Tuesday, March 5, 2013

In Short Supply

With some three days now behind us with what was apparently the financial Sword of Damocles hanging over our heads may not have been so dangerous. Or is it perhaps not the Cicero reference that we should use, but instead that of Edgar Allen Poe's “The Pit and the Pendulum”? Whatever the literary metaphor used however, many of our national leaders and their media minions would still like us to believe that we are on the very brink of financial disaster. What, again?
After all, we haven't had visions of this kind of Doom and Gloom for the nation since … the fiscal cliff extension of January. No wait, it must have been the last time that government negotiated its last continuing resolution on the national budget. Or was it the time we raised the debt ceiling the time before that?
No I remember now, it was all the way back in August of 2011 when the President and his staff in the White House proposed a financial Doomsday Device last discussed while coming out of financial malaise of Jimmy Carter's Administration (often also considered a Doomsday Device). For those who don't want to do their research, this was something from what is remembered as the “Gramm-Rudman Act” of 1985 proposed during the Reagan Administration as an emergency control for a government deficit considered to be out of control when it reached (wait for it) $1.8 trillion. This court of last cut was known as: SEQUESTRATION.
The concept was a simple enough one. If Congress and the President couldn't agree on federal budgets that began to get the national debt under control, automatic and across the board cuts to that budget would be made to do what Republicans and Democrats could apparently not do for themselves. While the federal government never actually used Sequestration at the time (nor did they actually reign in deficit spending for that matter), the general growth and improvement in the national economy caused the issue to drop off of the radar screen of the American public in the 80's.

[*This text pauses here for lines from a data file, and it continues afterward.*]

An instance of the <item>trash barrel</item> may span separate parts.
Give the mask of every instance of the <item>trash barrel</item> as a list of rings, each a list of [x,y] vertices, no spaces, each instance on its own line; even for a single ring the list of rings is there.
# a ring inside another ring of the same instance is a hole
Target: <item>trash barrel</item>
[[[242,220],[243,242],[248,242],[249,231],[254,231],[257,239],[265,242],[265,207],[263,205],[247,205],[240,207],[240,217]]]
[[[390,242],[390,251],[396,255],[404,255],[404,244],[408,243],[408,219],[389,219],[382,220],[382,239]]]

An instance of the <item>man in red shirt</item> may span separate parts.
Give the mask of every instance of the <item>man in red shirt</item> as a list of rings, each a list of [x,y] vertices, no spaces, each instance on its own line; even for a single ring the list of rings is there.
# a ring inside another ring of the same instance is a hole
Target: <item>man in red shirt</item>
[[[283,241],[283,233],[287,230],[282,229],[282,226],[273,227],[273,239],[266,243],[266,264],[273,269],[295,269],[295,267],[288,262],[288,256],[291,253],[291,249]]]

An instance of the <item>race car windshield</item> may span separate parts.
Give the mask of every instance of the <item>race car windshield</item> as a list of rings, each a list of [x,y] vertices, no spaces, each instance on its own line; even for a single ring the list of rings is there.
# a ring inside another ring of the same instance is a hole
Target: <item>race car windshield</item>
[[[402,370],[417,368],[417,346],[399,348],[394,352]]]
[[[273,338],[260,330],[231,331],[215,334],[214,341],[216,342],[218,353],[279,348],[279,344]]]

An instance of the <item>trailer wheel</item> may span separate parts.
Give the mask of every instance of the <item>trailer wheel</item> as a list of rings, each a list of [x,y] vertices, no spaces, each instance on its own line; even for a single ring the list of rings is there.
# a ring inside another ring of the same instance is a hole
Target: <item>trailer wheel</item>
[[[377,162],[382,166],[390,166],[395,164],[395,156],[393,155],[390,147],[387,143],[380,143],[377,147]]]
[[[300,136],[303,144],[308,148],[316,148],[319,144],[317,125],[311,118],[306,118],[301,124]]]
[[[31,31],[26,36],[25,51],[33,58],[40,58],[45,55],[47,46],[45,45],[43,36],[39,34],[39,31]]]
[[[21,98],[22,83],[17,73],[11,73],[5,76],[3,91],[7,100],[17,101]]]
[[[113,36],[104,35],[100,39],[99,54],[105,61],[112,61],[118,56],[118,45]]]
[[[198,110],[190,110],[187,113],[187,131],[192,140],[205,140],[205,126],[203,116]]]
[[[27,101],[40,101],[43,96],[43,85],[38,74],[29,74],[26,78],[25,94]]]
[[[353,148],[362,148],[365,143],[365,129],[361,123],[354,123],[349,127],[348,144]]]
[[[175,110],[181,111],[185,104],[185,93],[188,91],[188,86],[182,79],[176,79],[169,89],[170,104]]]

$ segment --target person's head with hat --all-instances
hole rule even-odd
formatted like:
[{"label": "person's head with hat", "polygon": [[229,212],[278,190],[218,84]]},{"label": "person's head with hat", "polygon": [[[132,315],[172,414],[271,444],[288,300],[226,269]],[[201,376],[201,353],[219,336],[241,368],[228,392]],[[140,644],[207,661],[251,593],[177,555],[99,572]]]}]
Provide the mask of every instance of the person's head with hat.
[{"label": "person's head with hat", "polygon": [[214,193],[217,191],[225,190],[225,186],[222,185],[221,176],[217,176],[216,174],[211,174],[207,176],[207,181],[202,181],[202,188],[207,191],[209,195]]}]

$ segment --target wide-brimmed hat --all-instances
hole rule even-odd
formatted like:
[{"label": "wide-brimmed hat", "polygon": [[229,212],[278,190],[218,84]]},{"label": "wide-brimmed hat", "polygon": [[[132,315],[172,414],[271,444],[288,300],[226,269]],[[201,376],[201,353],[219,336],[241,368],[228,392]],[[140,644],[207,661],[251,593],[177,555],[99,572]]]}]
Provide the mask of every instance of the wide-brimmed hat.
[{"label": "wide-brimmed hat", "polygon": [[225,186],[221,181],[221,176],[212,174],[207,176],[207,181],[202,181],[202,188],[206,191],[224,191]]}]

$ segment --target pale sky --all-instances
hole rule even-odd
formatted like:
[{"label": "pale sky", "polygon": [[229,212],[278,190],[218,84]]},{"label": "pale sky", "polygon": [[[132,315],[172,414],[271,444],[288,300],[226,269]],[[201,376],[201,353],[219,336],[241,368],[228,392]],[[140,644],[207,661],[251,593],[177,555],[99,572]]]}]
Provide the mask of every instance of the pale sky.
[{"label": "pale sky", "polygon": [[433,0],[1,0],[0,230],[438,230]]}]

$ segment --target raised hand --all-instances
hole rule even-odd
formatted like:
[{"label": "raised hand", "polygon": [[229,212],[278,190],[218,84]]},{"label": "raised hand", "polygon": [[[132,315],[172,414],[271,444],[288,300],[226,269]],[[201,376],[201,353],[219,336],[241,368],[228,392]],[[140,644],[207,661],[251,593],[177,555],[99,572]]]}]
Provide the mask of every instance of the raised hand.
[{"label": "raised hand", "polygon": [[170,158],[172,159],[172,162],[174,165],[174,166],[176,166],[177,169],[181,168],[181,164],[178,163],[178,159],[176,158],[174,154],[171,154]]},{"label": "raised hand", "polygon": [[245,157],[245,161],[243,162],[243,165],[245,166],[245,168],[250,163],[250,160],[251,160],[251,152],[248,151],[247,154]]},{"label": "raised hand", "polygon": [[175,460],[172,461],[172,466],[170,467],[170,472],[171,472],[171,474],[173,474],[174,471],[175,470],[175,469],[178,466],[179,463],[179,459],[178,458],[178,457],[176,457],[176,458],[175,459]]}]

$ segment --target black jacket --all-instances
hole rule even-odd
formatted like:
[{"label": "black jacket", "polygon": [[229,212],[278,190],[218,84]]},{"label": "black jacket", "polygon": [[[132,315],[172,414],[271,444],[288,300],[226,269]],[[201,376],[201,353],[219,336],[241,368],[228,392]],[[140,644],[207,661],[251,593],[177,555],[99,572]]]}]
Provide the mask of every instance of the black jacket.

Fast forward twenty-six years to the middle of the next great recession (or perhaps an even greater one, depending on the expert). The economy is once again in the doldrums and the national debt has been growing well in excess of $1 trillion per year (almost in fact, increasing at the level annually as the total National Debt during Reagan's days). Democrats and Republicans, caught up in the never-ending election cycle and their belief that victory lies in counting coup on political opponents, cannot seem to find common ground on the common good of the nation. (I refuse to use the word Compromise, since it's now equated to Capitulation.) So someone in the White House with some knowledge of history dug out the concept of Sequestration, the President embraced it, and Congress quickly passed it on a bi-partisan basis. After all, its implementation would not happen until after the next election, and who among them ever gives a damn about things so far in the future.

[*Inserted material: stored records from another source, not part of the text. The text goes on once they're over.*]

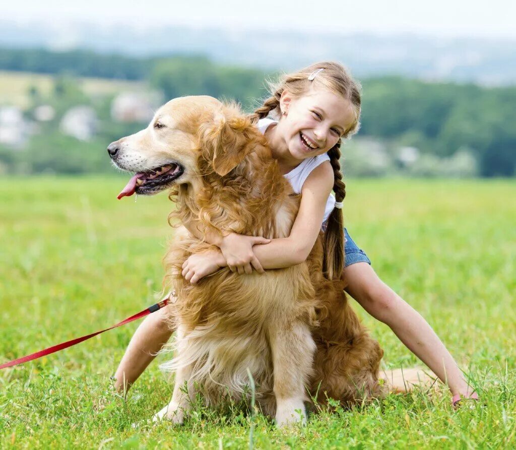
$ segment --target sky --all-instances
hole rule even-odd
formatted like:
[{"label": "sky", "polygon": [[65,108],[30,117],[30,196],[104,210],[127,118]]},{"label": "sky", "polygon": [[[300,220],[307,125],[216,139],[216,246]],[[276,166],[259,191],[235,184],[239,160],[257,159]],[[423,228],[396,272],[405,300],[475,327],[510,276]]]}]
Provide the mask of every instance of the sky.
[{"label": "sky", "polygon": [[453,37],[516,39],[515,0],[24,0],[3,1],[0,18],[52,26],[75,21],[144,30],[167,25],[192,27],[335,31],[391,35],[413,33]]}]

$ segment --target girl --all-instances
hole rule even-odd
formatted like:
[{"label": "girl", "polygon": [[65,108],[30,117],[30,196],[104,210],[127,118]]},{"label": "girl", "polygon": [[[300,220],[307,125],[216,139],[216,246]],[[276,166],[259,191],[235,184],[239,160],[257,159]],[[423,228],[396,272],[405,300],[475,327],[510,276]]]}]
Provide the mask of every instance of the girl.
[{"label": "girl", "polygon": [[[367,255],[343,229],[346,192],[340,146],[359,127],[359,85],[341,65],[325,62],[285,75],[271,87],[272,95],[252,118],[267,138],[282,173],[301,194],[290,235],[272,240],[232,233],[221,237],[200,229],[198,222],[186,224],[220,251],[192,255],[183,265],[183,276],[195,283],[225,266],[245,275],[253,268],[263,272],[299,264],[308,257],[322,224],[326,276],[345,277],[346,292],[447,382],[454,405],[461,396],[477,398],[430,326],[378,278]],[[128,389],[170,338],[172,332],[162,311],[148,316],[133,336],[114,377],[118,390]]]}]

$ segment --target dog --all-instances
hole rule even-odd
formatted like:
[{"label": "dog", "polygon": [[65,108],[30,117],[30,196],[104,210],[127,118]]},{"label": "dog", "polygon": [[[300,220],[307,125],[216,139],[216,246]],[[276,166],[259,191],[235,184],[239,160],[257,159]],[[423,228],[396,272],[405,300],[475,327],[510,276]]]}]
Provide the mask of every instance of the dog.
[{"label": "dog", "polygon": [[[234,103],[174,99],[108,151],[116,166],[136,172],[119,198],[170,189],[171,224],[196,219],[240,234],[289,235],[300,196]],[[221,268],[192,285],[181,276],[183,263],[216,248],[179,227],[164,260],[164,289],[176,294],[169,307],[175,356],[164,364],[175,385],[155,419],[182,423],[198,392],[213,406],[248,399],[249,374],[259,408],[280,427],[304,421],[310,398],[349,406],[385,395],[383,350],[349,305],[344,282],[323,276],[322,236],[301,264],[246,275]]]}]

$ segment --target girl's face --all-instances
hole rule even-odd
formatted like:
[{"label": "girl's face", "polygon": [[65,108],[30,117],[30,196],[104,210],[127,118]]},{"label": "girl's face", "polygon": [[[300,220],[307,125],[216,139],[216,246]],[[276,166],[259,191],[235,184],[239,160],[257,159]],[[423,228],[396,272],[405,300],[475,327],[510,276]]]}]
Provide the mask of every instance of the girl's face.
[{"label": "girl's face", "polygon": [[296,99],[284,91],[280,104],[287,115],[282,116],[278,128],[296,159],[328,152],[356,120],[349,101],[326,89],[311,88]]}]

Fast forward again to today, and the 'Chicken Littles' in DC run the streets of the city (or hold press conferences in front of first responders and defense workers) telling us that either the sky is falling or that we shouldn't be afraid of Armageddon just yet (usually the person who previously tried to scare the crap out of us). Because of enthusiastic bi-partisan embracing of something that they proposed eighteen months ago and a refusal to do anything about triggering it since, we could yet see these chicken come home to roost (that for you Rev Jeremiah Wright). They tell us now that while not tomorrow, someday soon we're going to find some things in short supply. They're right of course, but not in the way they think. Here in fact is a partial list of such items that we're seeing already (in no specific order): common sense, undistorted facts, unbiased analysis, and of course ... potential solutions.

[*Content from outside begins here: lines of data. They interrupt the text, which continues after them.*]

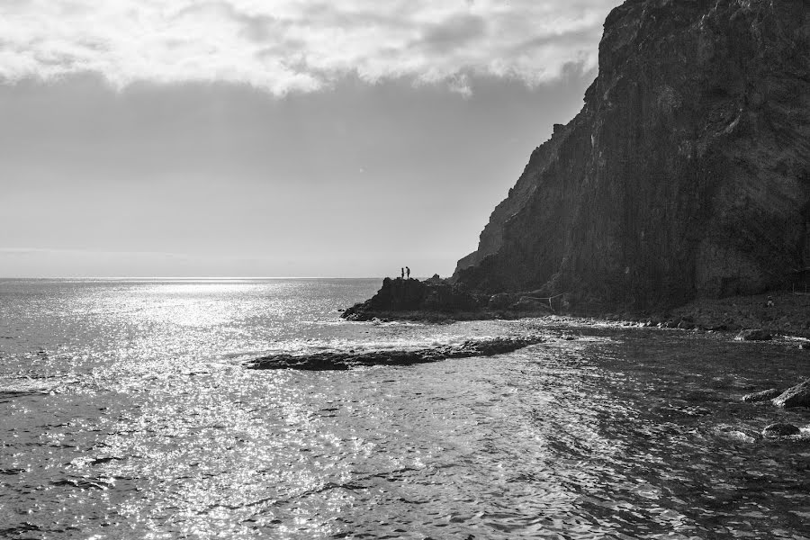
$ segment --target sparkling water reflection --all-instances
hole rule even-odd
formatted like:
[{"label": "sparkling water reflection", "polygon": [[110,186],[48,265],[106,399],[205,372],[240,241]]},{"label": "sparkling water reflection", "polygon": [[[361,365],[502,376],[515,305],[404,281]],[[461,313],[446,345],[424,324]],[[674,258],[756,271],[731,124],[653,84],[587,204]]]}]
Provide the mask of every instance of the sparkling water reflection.
[{"label": "sparkling water reflection", "polygon": [[[804,538],[783,343],[344,323],[377,280],[0,282],[0,536]],[[256,372],[277,350],[546,331],[491,358]]]}]

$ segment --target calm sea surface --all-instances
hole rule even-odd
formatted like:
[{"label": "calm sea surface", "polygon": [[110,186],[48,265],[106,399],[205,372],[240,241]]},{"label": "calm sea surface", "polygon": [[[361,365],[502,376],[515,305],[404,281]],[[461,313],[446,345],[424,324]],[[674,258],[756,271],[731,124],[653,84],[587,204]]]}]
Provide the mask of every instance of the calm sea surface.
[{"label": "calm sea surface", "polygon": [[[350,323],[379,280],[0,280],[0,537],[810,538],[795,344],[542,320]],[[489,358],[274,351],[547,332]],[[566,340],[563,334],[575,339]]]}]

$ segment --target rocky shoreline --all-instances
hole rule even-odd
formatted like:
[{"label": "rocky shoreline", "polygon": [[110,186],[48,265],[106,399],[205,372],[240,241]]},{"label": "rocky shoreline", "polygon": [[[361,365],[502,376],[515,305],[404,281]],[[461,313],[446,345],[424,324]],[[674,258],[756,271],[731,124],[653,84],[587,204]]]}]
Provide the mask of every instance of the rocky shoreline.
[{"label": "rocky shoreline", "polygon": [[[343,319],[418,320],[516,320],[565,315],[595,318],[629,326],[730,332],[744,340],[775,336],[810,339],[810,295],[793,292],[699,299],[684,306],[656,311],[616,311],[572,306],[564,295],[543,297],[541,292],[485,294],[437,275],[425,281],[391,279],[371,299],[346,309]],[[810,349],[810,341],[799,341]]]},{"label": "rocky shoreline", "polygon": [[299,369],[308,371],[347,370],[369,365],[411,365],[438,362],[449,358],[493,356],[511,353],[530,345],[543,343],[542,336],[521,338],[490,338],[468,339],[464,343],[448,344],[416,349],[374,349],[325,351],[309,355],[269,355],[249,362],[249,369]]}]

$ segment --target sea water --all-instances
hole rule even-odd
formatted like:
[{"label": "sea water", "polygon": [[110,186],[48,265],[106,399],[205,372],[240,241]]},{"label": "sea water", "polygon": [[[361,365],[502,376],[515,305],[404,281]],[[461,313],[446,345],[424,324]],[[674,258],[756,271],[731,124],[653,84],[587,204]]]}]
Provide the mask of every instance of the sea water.
[{"label": "sea water", "polygon": [[[561,320],[346,322],[373,280],[0,281],[0,537],[808,538],[789,340]],[[275,352],[544,332],[492,357]]]}]

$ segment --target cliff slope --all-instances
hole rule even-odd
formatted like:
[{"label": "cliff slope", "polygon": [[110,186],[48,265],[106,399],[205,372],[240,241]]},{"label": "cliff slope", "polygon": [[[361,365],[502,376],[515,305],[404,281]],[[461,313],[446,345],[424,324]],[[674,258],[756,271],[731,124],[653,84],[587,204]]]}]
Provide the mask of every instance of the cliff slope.
[{"label": "cliff slope", "polygon": [[[536,148],[454,280],[644,308],[810,266],[806,0],[628,0],[582,111]],[[804,275],[806,274],[805,272]]]}]

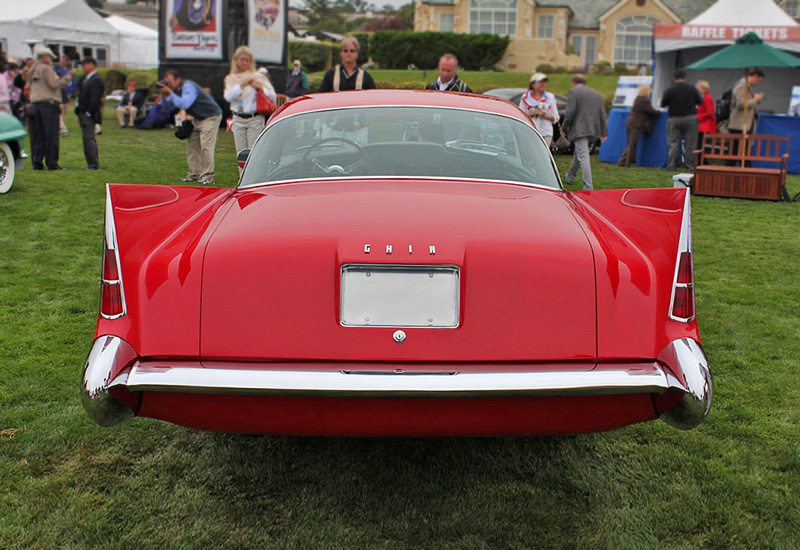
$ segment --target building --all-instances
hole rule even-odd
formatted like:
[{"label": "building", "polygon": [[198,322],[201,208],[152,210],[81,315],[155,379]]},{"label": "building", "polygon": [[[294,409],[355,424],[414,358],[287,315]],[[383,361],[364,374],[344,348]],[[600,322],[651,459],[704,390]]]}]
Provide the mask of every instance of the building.
[{"label": "building", "polygon": [[[543,63],[567,68],[599,61],[649,66],[653,25],[685,23],[712,4],[714,0],[415,0],[414,30],[510,36],[500,64],[511,71],[532,71]],[[797,17],[797,1],[778,4]]]}]

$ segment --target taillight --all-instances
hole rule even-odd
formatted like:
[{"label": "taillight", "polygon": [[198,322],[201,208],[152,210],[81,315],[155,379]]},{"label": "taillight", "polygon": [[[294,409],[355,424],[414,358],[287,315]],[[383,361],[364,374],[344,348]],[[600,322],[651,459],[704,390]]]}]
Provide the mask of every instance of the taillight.
[{"label": "taillight", "polygon": [[100,281],[100,315],[117,319],[125,315],[125,292],[117,252],[117,229],[111,191],[106,188],[106,227],[103,232],[103,275]]},{"label": "taillight", "polygon": [[692,224],[689,191],[683,207],[681,235],[678,242],[678,258],[672,282],[672,301],[669,316],[676,321],[694,319],[694,265],[692,262]]}]

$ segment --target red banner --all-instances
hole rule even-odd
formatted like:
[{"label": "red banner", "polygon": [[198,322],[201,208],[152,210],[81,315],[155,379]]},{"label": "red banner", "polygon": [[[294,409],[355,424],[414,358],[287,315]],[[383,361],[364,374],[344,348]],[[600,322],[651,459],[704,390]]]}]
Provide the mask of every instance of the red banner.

There are also a number of things that haven't been in short supply during the same period: bombastic discourse, meaningless rhetoric, shameless posturing, and government money. Sequestration will in fact do little more than reduce the rate of baseline budget increases due to occur. The government budget process automatically increases each year as part of their arcane calculations by averages of from four to six percent. Sequestration merely reduce those increases by $84 billion, or some 2.4 percent. Now don't get me wrong, there will be some hardships ahead, as our fearful leaders purposefully select targets that might do the most damage to their political opponents. The send workers packing, cut essential strategic initiatives, and even to some extent endanger citizens in their quest to make political points. They'll even let prisoners out of jail illegally in the hopes of currying political favor with their supervisors and scaring us all half to death.
Of course the rest of us have learned to do with two percent less since the temporary tax holidays of January for FICA went away, but we certainly can't expect those chosen to lead the country to be able to make the same kinds of tough decisions like canceling travel plans we've made and can no longer afford. We've also learned to do with less since gas prices have more than doubled in the last four years, groceries have gone up. (Can you say ethanol?) And in spite of what we're being told, inflation of our currency in general has meant that we increasingly have to do more with less.
In fact, You will find me instead celebrating the process of Sequestration, since it may serve as the only attempt at the reduction of federal spending that occurs in 2013. It's obvious that the feds can't get their own house in order, and the Law of Unintended Consequences of Sequestration will be usded to do so if it must.  All of this of course, means that one further thing is going to be in short supply for the government in the days ahead, my sympathy.